In the last few weeks, we’ve had conversations with Republican and Democratic political operatives who expressed amazement at just how much the protracted struggle over Walker’s collective bargaining law, which he signed into law in the spring of 2011, has turned every voter in the state into a strong partisan.
But seeing the numbers coming out of Wisconsin on Tuesday night really opened our eyes. They are simply amazing, the kind of numbers you don’t see much — if ever — for any politician.
“Yes, Republicans love Walker, Democrats hate him and the slice of voters with no opinion is certainly smaller than in any other state,” acknowledged one Republican strategist granted anonymity to speak candidly about the state of the state.
Let’s go through them.
Among “very” conservative voters, Walker’s approval rating is 98 percent with 92 percent of those voters strongly approving of him. Among “somewhat” conservative voters, Walker’s approval is at 92 percent with 83 percent feeling that way strongly.

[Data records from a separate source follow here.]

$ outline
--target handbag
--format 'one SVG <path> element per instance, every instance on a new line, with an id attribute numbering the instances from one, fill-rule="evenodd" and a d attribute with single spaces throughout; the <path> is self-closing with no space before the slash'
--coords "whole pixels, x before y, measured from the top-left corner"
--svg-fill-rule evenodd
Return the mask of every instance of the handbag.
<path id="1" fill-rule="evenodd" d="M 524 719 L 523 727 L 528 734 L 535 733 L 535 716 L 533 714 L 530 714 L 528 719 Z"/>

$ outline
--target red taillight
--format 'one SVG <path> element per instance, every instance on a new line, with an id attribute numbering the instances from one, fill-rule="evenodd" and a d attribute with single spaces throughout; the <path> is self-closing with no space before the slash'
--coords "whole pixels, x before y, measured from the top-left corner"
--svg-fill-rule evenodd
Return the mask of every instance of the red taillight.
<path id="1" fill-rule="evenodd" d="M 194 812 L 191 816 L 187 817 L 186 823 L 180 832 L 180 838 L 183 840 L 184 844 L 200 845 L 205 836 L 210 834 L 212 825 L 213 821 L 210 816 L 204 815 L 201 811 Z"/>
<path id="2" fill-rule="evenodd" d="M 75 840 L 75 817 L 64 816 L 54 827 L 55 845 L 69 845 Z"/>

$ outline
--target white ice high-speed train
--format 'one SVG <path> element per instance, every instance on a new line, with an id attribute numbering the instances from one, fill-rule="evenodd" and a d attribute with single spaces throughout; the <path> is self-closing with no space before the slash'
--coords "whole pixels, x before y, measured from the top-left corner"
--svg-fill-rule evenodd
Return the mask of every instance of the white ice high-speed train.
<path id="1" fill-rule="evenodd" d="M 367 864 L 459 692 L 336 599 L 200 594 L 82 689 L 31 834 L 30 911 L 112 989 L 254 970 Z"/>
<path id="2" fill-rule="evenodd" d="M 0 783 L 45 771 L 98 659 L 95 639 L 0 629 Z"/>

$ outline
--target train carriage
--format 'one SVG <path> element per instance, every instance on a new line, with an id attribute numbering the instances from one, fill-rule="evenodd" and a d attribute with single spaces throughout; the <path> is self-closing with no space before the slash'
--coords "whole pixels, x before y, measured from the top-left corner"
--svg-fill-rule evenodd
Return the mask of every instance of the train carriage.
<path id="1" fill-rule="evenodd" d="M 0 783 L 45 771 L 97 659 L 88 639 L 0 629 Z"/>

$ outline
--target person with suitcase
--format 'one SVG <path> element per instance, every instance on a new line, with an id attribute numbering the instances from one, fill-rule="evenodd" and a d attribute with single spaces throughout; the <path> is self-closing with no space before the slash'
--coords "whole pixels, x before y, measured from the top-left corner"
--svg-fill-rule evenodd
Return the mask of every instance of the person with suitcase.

Here are those numbers in chart form — for you visual learners:
The data among tea party supporters is equally striking. Ninety seven percent of “strong” tea party supporters in Wisconsin said they approve of Walker with 94 percent(!) saying they do so strongly. Those who are somewhat supportive of the tea party are close to unified in their support for Walker; 93 percent approve of him with 82 percent doing so strongly.
Again, here’s that data in a chart:
The polarization goes both ways. There was a not-insignificant number of Democratic cross-over voters in the Republican primary on Tuesday — 11 percent of the overall electorate, according to exit polling — which gives us a decent sense of how the opposition party views Walker.
The answer? Not very highly. Seven in ten self-identified Democrats disapprove of Walker.
“I think the electorate is polarized, we have seen that increasingly to this point,” said Colm O’Martun, executive director at the Democratic Governors Association. “But the electorate is more in favor of recall than it was and Walker hasn’t been able to convince the electorate that he should keep his job.”
(A Marquette Law School poll released last month showed Walker in a statistical dead heat against both of his potential Democratic opponents.)
Republicans argue that while the electorate is incredibly polarized, Walker’s approval ratings are starting to trend upward and that the issues that will predominate in the recall — taxes and spending — work in the incumbent’s favor among independents.
What the Wisconsin exit poll proves is that there is NO grey area when it comes to Walker. His move to strip public-sector unions of their collective bargaining rights drew a line in the political sand in the state — and almost no one straddles that line. There are virtually no persuadable voters.
That means the June 5 recall election is likely to come down to a war between the bases. In that, it could well look like the 2004 presidential election, which, if memory serves, was a pretty damn close race.